The Call Heard 'Round the World'

A report from comScore Network, an Internet rating service, found that 14 of the top 25 Web sites based in the United States were visited more by users outside of the country than in it. Well-recognized brands, such as Google, Microsoft, and Yahoo!, received fewer than 25 percent of their Web visitors from within the U.S. As a result, companies in just about every industry now want to reach potential customers who are not only located down the street but also across the ocean.

The first step in reaching these potential clients is by speaking with them. Traditionally, enterprises viewed English speech user interfaces as the bridge to potential customers, but that outlook is changing. Customers feel most comfortable when they can communicate in their native tongues, and in a growing number of cases, that language is no longer English. This realization is changing the design requirements for user interfaces in speech systems, such as interactive voice response (IVR), text-to-speech synthesis (TTS), and unified messaging solutions.

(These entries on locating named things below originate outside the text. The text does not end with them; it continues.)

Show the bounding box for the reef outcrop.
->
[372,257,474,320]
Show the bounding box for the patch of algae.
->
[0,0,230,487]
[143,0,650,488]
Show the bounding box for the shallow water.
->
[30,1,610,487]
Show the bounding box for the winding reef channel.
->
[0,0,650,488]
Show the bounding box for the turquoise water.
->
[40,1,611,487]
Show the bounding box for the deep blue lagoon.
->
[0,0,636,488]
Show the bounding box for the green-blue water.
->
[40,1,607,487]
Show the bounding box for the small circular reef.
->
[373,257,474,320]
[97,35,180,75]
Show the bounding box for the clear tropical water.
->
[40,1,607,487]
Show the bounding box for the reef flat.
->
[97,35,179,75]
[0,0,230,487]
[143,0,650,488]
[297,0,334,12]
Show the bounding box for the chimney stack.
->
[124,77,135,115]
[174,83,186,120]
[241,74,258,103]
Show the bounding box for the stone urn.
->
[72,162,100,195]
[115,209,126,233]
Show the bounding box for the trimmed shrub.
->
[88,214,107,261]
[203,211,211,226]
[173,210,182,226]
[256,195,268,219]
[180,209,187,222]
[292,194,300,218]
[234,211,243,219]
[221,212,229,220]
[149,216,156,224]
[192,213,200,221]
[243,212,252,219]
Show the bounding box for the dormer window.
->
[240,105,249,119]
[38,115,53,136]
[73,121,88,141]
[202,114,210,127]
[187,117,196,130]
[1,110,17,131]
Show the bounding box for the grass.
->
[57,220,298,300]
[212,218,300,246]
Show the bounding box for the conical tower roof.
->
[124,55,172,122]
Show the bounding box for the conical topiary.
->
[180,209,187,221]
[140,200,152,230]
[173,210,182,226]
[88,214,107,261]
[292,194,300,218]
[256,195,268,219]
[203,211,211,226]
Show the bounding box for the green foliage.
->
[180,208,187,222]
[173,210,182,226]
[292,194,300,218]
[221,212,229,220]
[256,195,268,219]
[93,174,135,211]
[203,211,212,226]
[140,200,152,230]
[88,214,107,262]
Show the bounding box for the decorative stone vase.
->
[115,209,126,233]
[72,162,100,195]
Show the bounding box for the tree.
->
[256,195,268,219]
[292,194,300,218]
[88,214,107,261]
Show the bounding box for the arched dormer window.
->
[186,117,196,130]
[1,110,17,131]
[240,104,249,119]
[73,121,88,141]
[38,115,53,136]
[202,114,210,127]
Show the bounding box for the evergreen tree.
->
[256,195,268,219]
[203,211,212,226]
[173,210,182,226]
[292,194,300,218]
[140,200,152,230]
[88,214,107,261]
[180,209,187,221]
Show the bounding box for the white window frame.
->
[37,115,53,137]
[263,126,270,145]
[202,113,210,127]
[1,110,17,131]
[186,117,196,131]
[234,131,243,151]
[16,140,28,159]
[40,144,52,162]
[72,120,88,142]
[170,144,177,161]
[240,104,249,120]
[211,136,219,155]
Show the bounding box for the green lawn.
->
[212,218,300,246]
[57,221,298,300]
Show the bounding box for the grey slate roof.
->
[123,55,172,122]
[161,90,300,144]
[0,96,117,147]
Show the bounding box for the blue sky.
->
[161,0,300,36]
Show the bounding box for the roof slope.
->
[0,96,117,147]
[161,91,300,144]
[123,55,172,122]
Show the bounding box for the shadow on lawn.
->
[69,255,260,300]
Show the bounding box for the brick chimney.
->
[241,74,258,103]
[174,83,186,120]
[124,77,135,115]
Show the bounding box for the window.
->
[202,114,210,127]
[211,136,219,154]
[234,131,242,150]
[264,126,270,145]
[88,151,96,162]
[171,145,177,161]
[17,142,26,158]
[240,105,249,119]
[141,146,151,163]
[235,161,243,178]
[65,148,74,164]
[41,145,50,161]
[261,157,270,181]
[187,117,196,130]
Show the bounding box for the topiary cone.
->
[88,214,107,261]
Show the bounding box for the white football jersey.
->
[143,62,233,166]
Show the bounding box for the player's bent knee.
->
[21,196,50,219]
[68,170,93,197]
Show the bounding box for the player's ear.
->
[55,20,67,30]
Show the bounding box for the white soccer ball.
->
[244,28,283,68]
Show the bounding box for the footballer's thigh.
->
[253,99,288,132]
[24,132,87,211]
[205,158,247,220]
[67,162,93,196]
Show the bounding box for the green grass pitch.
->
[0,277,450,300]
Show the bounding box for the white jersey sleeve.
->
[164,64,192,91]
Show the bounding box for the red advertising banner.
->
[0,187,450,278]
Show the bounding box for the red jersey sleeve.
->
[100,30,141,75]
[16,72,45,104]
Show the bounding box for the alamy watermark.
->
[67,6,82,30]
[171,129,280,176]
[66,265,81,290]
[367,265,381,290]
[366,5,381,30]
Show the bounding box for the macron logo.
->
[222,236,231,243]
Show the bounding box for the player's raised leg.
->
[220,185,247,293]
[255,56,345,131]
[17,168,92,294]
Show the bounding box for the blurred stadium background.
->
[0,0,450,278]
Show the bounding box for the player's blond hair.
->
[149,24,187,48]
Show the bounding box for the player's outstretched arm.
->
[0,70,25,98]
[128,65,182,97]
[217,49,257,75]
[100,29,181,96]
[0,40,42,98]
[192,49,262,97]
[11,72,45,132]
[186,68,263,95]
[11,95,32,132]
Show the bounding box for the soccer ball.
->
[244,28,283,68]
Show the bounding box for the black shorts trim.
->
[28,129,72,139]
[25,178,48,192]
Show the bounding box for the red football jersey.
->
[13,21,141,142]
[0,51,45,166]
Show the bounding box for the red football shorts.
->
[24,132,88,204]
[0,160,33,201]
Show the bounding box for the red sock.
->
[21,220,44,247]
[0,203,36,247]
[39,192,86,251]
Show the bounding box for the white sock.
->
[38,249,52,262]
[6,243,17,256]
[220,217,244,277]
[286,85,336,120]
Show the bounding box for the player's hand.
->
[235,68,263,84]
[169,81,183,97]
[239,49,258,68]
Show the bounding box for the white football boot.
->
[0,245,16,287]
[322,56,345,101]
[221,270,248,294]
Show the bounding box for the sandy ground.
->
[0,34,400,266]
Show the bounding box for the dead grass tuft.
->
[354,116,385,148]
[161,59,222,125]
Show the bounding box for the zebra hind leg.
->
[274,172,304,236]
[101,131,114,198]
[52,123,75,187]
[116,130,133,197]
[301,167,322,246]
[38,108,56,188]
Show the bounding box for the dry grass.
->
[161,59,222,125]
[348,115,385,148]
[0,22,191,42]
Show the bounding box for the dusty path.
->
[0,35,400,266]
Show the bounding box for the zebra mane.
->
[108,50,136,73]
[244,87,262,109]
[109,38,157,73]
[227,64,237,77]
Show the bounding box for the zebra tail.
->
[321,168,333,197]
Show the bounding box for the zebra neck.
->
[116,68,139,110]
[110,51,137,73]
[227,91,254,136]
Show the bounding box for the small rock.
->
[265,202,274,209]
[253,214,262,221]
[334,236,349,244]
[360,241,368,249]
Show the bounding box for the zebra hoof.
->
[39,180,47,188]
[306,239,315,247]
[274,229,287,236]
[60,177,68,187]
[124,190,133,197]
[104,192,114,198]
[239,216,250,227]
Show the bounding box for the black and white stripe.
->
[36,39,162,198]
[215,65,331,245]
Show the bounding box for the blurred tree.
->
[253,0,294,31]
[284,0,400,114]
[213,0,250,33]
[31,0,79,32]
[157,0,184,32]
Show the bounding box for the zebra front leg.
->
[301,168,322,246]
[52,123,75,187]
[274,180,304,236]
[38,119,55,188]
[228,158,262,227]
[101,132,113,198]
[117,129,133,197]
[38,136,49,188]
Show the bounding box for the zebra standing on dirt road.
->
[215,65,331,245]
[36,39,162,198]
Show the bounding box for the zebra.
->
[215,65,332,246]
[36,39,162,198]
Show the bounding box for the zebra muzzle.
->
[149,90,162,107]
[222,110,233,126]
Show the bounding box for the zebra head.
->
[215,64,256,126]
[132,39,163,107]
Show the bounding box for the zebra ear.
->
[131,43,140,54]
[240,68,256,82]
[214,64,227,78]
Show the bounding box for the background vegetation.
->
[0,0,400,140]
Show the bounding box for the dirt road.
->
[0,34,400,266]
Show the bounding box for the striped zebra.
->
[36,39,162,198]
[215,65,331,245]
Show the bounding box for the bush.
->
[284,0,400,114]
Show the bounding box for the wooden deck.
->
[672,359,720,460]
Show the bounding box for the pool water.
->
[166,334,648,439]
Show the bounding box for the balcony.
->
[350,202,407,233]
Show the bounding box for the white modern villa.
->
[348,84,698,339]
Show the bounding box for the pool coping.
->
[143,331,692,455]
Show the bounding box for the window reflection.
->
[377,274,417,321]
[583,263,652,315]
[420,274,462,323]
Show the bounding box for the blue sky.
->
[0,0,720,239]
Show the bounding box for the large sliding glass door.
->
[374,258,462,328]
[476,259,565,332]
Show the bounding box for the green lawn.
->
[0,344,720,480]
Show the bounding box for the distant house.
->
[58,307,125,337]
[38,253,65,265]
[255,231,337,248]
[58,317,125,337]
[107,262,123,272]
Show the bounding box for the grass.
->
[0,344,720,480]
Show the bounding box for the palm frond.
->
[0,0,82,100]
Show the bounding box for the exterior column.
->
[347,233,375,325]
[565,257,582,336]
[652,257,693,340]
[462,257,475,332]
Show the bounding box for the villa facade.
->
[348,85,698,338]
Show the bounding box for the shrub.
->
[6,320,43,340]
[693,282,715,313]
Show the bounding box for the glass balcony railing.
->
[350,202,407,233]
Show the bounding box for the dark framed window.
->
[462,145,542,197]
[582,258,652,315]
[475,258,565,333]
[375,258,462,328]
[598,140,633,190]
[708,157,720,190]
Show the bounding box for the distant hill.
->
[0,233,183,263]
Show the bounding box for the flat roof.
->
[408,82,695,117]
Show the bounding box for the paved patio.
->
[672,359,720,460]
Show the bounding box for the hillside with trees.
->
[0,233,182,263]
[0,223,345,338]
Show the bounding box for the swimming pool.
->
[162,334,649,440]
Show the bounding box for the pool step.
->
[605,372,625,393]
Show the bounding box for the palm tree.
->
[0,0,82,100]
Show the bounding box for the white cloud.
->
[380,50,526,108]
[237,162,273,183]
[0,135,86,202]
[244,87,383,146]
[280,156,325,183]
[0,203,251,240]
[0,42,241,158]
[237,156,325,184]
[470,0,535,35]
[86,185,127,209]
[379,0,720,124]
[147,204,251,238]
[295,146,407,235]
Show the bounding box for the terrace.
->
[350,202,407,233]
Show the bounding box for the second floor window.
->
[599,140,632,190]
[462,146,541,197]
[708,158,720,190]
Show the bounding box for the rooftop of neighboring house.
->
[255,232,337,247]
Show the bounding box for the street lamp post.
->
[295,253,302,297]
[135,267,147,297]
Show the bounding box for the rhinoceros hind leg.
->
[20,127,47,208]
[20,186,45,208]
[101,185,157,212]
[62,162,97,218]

Rather than providing interfaces only in English, a growing number of corporations are now starting to build multilingual systems. "About 20 percent of our customers now add Spanish capabilities to their systems, and 10 percent support a variety of languages," says Mark Manz, CEO at Worldly Voices, a recording company focused on computer telephony and Web applications.

While the desire to interact with customers in their native vernaculars is rising, the task of building such systems can be quite difficult. The requirement adds significant man hours to the design process and, therefore, a lot of money to a system’s ultimate price tag. "The cost of adding another language to a speech application can increase deployment costs by 60 percent to 80 percent," states Manish Sharma, director of speech solutions at Nortel.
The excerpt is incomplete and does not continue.